橋本環奈が泥棒娘を刃物で襲う。老婆と入れ替わる深田恭子。コミカルさとシリアスさがより鋭くなった中盤もジェットコースター展開。
第4話ガイド&ツッコミ
環奈の美雲ちゃん 意外な弱点であえなく撃沈
あの時助けてもらったお礼がしたい!
美雲(橋本環奈)はダッシュで和馬(瀬戸康史)の家へ行き、ピンポン。が、出てきたのは和馬の母・桜庭美佐子(マルシア)だった。和馬がいないのでは怪しまれる。
息子の秘密《Lの娘との結婚》を守らねばと時間稼ぎについた嘘の刺激が強すぎて美雲は退散し、ことなきを得る。うぶ過ぎる美雲。
一方、華(深田恭子)ファミリーもドラえもん的な道具を娘・杏(小畑乃々)の友人から隠すのに一苦労。親が泥棒だなんて杏に顔向けできない。

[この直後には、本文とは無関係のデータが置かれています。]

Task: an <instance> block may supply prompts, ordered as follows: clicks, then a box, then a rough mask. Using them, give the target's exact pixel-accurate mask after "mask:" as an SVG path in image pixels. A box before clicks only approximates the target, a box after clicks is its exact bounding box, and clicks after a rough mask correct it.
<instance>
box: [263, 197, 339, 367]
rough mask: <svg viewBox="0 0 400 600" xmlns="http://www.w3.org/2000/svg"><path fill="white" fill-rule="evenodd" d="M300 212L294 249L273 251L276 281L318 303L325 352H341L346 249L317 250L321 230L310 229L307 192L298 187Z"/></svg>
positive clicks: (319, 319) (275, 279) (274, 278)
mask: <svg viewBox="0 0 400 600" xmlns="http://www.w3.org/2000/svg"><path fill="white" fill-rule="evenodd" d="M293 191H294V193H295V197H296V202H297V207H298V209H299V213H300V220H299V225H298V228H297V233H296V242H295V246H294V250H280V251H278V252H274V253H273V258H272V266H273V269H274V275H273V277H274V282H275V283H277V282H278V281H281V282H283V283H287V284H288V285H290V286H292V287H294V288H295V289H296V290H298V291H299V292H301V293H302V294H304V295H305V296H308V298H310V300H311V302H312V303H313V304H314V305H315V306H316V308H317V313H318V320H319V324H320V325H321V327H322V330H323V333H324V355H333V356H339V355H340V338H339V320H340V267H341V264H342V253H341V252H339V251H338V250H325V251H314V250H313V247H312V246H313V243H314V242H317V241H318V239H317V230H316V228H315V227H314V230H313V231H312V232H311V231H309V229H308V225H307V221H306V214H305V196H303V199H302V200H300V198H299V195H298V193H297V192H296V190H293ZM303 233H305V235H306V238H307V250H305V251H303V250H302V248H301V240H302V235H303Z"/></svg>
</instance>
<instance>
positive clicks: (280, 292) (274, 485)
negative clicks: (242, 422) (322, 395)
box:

そんな折、杏が通う学校のPTA会長の家に泥棒が入り「翡翠の王冠」が盗まれる。父・尊(渡部篤郎)らが狙っていたものだから動揺を隠せない華。
自分が継がないことでLの一族が絶滅するのが困るなら兄に継がせようと渉(栗原類)をけしかけるかわいい顔して鬼畜な華。
真に受けた渉は一念発起してあろうことか44歳で「婚活」を始めて家を出てしまう。
「オフィスラブしちゃいそうな」環奈
和馬への恋心が芽生えている美雲は詐欺師の捜査(第3話)の時の態度を勘違いしてさらなる接近を図ろうとする。ミイラ取りがミイラになるのでは。執事の懸念をよそに「作戦」だと言い放つ。どう見ても私情に突き動かされるスケベ美雲ちゃん。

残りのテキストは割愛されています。